Nutrition Facts : @context http, Calories 355, UnsaturatedFat 11 grams, Carbohydrate 23 grams, Fat 20 grams, Fiber 1 gram, Protein 20 grams, SaturatedFat 7 grams, Sodium 348 milligrams, Sugar 2 grams, TransFat 0 grams

LAMB MEDALLIONS WITH BLACK-OLIVE WINE SAUCE



Lamb Medallions with Black-Olive Wine Sauce image

Black olive paste gives a rich flavor to the sauce. Longer marination time will help as well.

Provided by Martha Stewart

Categories     Food & Cooking     Ingredients     Meat & Poultry     Lamb Recipes

Number Of Ingredients 9

5 tablespoons olive oil
2 teaspoons finely chopped garlic (2 medium cloves)
1 tablespoon finely chopped fresh rosemary
1/2 loin of lamb (about 2 pounds), boned and trimmed of fat
Salt and freshly ground pepper, to taste
1/2 cup dry red or white wine
3/4 cup homemade or canned low-sodium chicken stock
2 teaspoons black-olive paste
2 tablespoons unsalted butter

Steps:

  • Pour olive oil into a shallow dish, and distribute half the garlic and one-third of the rosemary in the oil. Slice the lamb across into eight rounds, lightly pound each into a 1/4-inch-thick medallion, and place in oil. Sprinkle the lamb with one-third of the chopped rosemary and the remaining half of garlic; set aside for 20 minutes. (For more intense flavor, marinate several hours or overnight.)
  • Pour 2 tablespoons oil-garlic marinade into large skillet; place over medium-high heat. Add medallions; cook until browned on the outside, medium rare inside, about 1 minute on each side. Transfer to a platter, cover with foil to keep warm, and pour off the fat from skillet.
  • Add wine and stock; cook, stirring constantly to loosen any cooked-on browned bits. Add remaining third of rosemary and the olive paste, and cook until the liquid has reduced by two-thirds. Swirl in the butter until the sauce has thickened slightly, about 1 minute. Arrange the medallions on a serving platter, pour the sauce over the lamb, and serve immediately.

Tips:

  • Use high-quality ingredients: The better the quality of your ingredients, the better your dish will taste. Look for fresh, seasonal produce and high-quality meat and seafood.
  • Don't overcook the lamb: Lamb is a delicate meat that can easily become tough if overcooked.

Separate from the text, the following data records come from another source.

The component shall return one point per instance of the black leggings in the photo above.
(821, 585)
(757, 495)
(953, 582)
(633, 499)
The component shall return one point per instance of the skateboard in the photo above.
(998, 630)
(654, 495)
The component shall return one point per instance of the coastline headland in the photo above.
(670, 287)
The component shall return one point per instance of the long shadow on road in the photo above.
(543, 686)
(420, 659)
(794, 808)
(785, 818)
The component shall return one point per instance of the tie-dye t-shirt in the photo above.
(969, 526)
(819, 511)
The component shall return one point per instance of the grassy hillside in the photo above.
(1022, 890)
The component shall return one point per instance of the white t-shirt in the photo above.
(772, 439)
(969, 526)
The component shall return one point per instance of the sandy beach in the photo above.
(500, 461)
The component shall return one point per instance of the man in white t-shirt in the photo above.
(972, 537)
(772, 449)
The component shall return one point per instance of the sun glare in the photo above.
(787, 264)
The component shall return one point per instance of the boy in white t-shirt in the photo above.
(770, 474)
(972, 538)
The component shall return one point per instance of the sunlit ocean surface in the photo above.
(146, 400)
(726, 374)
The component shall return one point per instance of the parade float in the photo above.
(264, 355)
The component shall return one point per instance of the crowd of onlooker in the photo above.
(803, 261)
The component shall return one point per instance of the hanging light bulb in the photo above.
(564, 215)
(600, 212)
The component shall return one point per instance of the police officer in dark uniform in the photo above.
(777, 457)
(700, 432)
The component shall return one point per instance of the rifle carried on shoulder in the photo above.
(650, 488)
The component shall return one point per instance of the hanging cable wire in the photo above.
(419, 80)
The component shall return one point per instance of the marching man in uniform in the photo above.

Cook it to medium-rare or medium for the best results.
  • Make sure the sauce is flavorful: The sauce is an important part of this dish, so make sure it's packed with flavor. Use a good quality stock and add plenty of fresh herbs and spices.
  • Serve the dish immediately: This dish is best served immediately after it's cooked, so that the lamb is still tender and juicy and the sauce is still hot and flavorful.

Conclusion:

Medallions of lamb with leeks and tarragon sauce is a delicious and elegant dish that's perfect for a special occasion. With its tender lamb, flavorful sauce, and leeks, it's sure to impress your guests.